I wondered what had caused Cormac to manifest such a party. The juxtaposition was something that I couldn’t imagine in real life. The Ceilidh was a pub dance that Liam had taught me from his many jaunts into the city of Cruinn. Combined with the outfits fit for a ball of the highest caliber, I felt like I was watching two events playing over each other as Cormac’s mind had begun to cave in on itself from being in a magically induced sleep for much too long.

I felt vaguely sick as I thought of time running out and Cormac’s mind dripping out of his ears with me still trapped inside.

Somehow, even though Cormac was a merman and had a tail, not one of the people in the crowd seemed to be mer.

The women dancing the Ceilidh were laughing gayly as if drunk on life, with their heads thrown back in joy.
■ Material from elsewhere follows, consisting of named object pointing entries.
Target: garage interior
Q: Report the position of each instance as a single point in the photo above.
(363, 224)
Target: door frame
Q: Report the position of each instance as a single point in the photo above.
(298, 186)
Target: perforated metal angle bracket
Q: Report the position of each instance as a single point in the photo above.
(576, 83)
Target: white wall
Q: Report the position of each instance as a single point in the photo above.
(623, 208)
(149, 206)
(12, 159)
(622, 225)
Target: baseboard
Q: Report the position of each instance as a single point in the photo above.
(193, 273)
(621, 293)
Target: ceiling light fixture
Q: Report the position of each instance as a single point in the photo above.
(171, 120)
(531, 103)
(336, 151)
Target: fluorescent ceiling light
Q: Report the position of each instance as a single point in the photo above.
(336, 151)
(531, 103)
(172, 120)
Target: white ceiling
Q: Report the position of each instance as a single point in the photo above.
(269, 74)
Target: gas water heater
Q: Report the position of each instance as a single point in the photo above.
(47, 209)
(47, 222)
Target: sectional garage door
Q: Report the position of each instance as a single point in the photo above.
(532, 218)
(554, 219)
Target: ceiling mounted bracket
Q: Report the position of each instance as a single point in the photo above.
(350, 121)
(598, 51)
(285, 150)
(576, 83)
Spinning each other and swapping partners.

After each section of the dance was complete, the women began to remove a single item of clothing. Their bare feet skimmed the stone as they spun and twisted, weightless in the water, until they stopped for a moment, long enough for gravity to remind them of its existence.

The shoes came off first, and when I noticed that the purpose of the dance was to devest the women of their ballgowns, several Sídhe females had loosened the corsets and allowed the ribbons to drift to the ballroom floor.

I stepped back, fists clenched, as I wondered what sort of parties Cormac had gone to in his past to make up such a dream. People swam out of the way, grumbling and cradling their wine protectively as I began to search for Cormac with more vigor.

It seemed just like something Cormac would do—to dream of breasts, wine, and dancing, while everyone in his kingdom worried if he would live or die. Did he not know how much his grandmother was worried about him? I shook my head, jutting my chin as if I was arguing with the male himself, though he was nowhere to be seen. I planned to give him a piece of my mind when I found the mer-king, crown and tail be damned.

I moved away from the dancefloor when the skirts followed the corsets and the sounds that began to drift over the music sounded akin to the nymph village at night.

Sex and pleasure had always seemed perfunctory to me. Fuel. Much in how a person eats or drinks to be able to carry on. Though I supposed the two things were more alike than I had once thought. I tried to reason that one could not have the same attachment to food as they had to a romantic lover—but I had to admit that more than once, I had grown sad when I had finished the last seaweed roll and wished that I had known so that I might have savored it.